Bug 13757

Summary: mbstowcs(3) unable to handle 8bit characters.
Product: glibc Reporter: Steven Drake <sdrake>
Component: libcAssignee: Not yet assigned to anyone <unassigned>
Status: RESOLVED INVALID    
Severity: normal CC: bugdal, drepper.fsp
Priority: P2 Flags: fweimer: security-
Version: 2.13   
Target Milestone: ---   
Host: Target:
Build: Last reconfirmed:
Attachments: Simple mbstowcs test program

Description Steven Drake 2012-02-26 08:07:46 UTC
Created attachment 6246 [details]
Simple mbstowcs test program

Compiling and running the attached program with glibc emmits:
ERROR: mbstowcs: Invalid or incomplete multibyte or wide character

Compiling and running the progam on a system with a different libc
implentaion it gives the expected output.
Comment 1 Andreas Schwab 2012-02-26 08:47:46 UTC
You need to use a locale that defines a meaning to this byte.  The default (ASCII) locale doesn't.
Comment 2 Steven Drake 2012-02-26 09:11:06 UTC
(In reply to comment #1)
> You need to use a locale that defines a meaning to this byte.  The default
> (ASCII) locale doesn't.

$ env LANG=en_US.iso88591 ./test-mbstowcs
ERROR: mbstowcs: Invalid or incomplete multibyte or wide character
Comment 3 Andreas Schwab 2012-02-26 09:37:05 UTC
You don't use a non-default locale without calling setlocale.
Comment 4 Steven Drake 2012-02-29 05:54:36 UTC
(In reply to comment #1)
> You need to use a locale that defines a meaning to this byte.  The default
> (ASCII) locale doesn't.

Thats wrong, 'locale charmap' gives 'ANSI_X3.4-1968' and there lies the
problem, the charmap for the 'C' locale should probable be ISO-8896-1.

To be more accurate it should be the charmap that is used by system
calls (e.g. readdir and readlink).
Comment 5 Andreas Schwab 2012-02-29 09:16:58 UTC
If you want something else than the C locale you must use setlocale.
Comment 6 Steven Drake 2012-03-02 02:29:16 UTC
Please ignore comment 2, the problem is not the locale in use but the charmap of the C locale.
Comment 7 Rich Felker 2012-03-03 13:41:43 UTC
The charmap for the C locale should definitely not be ISO-8859-anything.
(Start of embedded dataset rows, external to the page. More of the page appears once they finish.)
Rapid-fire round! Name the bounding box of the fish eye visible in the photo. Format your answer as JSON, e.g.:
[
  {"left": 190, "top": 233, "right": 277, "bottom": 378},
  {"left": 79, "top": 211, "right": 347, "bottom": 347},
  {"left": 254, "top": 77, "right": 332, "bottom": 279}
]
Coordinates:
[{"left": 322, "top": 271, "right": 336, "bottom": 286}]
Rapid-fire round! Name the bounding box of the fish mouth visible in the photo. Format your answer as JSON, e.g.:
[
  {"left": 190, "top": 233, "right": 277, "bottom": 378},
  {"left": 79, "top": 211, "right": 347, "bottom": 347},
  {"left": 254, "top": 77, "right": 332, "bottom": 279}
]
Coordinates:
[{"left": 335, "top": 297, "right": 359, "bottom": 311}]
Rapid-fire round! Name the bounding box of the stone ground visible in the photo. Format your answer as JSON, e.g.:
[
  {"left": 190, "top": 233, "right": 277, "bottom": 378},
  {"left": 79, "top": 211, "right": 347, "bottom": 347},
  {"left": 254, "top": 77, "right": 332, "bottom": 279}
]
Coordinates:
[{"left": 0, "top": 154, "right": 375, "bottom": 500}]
All that does is encourage broken, non-portable program behavior. If you are going to use mbrtowc and family and intend to process characters not in the portable character set, you MUST call setlocale for the LC_CTYPE category.

The system calls you referred to (e.g. readdir and readlink) do not use any character map. They process bytes. In any case, if you wanted the C locale to match the filesystem's encoding, it would have to be UTF-8, not ISO-8859-1, at least on any modern system, and I'm pretty sure that's not what you want since you seem to be advocating for very backwards behavior...
Comment 8 Ulrich Drepper 2012-03-07 08:44:55 UTC
The charmap for the C locale is ANSI.  Just use an appropriate locale as you have been told several times already.